Bootstrapping (compilers)
From Wikipedia, the free encyclopedia
Bootstrapping is a term used in computer science to describe the techniques involved in writing a compiler (or assembler) in the target programming language which it is intended to compile. This technique is also called self-hosting.
One may then wonder how the chicken and egg problem of creating the compiler was solved: if one needs a compiler for language X to obtain a compiler for language X (which is written in language X), how did the first compiler get written? Possible methods include:
- Implementing an interpreter or compiler for language X in language Y. Niklaus Wirth reported that he wrote the first Pascal compiler in Fortran.
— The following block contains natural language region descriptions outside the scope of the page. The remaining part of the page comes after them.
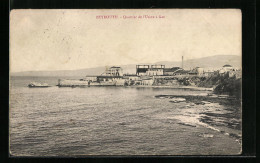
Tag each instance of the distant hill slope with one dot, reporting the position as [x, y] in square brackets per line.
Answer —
[207, 62]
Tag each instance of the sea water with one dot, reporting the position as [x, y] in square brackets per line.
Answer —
[68, 121]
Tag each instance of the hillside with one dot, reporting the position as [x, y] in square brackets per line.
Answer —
[207, 62]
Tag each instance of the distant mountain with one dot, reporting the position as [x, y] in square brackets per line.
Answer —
[213, 62]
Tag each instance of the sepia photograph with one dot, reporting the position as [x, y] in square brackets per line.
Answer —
[116, 82]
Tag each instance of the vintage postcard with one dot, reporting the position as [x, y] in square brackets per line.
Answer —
[125, 82]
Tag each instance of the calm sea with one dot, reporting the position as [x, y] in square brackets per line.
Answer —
[116, 121]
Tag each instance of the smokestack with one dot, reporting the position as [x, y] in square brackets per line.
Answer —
[182, 62]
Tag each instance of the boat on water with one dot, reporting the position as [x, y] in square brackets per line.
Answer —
[38, 85]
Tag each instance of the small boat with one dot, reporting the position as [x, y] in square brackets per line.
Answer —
[38, 85]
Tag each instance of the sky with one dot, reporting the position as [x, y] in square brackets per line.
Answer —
[76, 39]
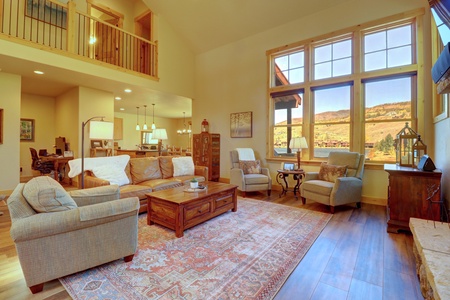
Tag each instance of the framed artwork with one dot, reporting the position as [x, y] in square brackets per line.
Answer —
[96, 144]
[26, 130]
[288, 166]
[47, 12]
[241, 124]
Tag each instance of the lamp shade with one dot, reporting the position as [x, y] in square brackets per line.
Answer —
[160, 134]
[99, 130]
[298, 143]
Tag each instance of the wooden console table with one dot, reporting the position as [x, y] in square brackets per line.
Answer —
[408, 191]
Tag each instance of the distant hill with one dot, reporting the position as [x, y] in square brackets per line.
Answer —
[339, 134]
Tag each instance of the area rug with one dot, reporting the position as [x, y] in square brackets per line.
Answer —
[246, 254]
Language Y could also be hand coded machine code or assembly language.
- Another interpreter or compiler for X has already been written in another language Y; this is how Scheme is often bootstrapped.
- Earlier versions of the compiler were written in a subset of X for which there existed some other compiler; this is how some supersets of Java are bootstrapped.
- The compiler for X is cross compiled from another architecture where there exists a compiler for X; this is how compilers for C are usually ported to other platforms.
- Writing the compiler in X; then hand-compiling it from source (most likely in a non-optimized way) and running that on the code to get an optimized compiler. Donald Knuth used this for his WEB literate programming system.
Methods for distributing compilers in source code include providing a portable bytecode version of the compiler, so as to bootstrap the process of compiling the compiler with itself.
The first language to provide such a bootstrap was NELIAC. The first commercial language to do so was PL/I. Today, a large proportion of programming languages are bootstrapped, including BASIC, C, Pascal, Factor, Haskell, Modula-2, Oberon, OCaml, Common Lisp, Scheme and more.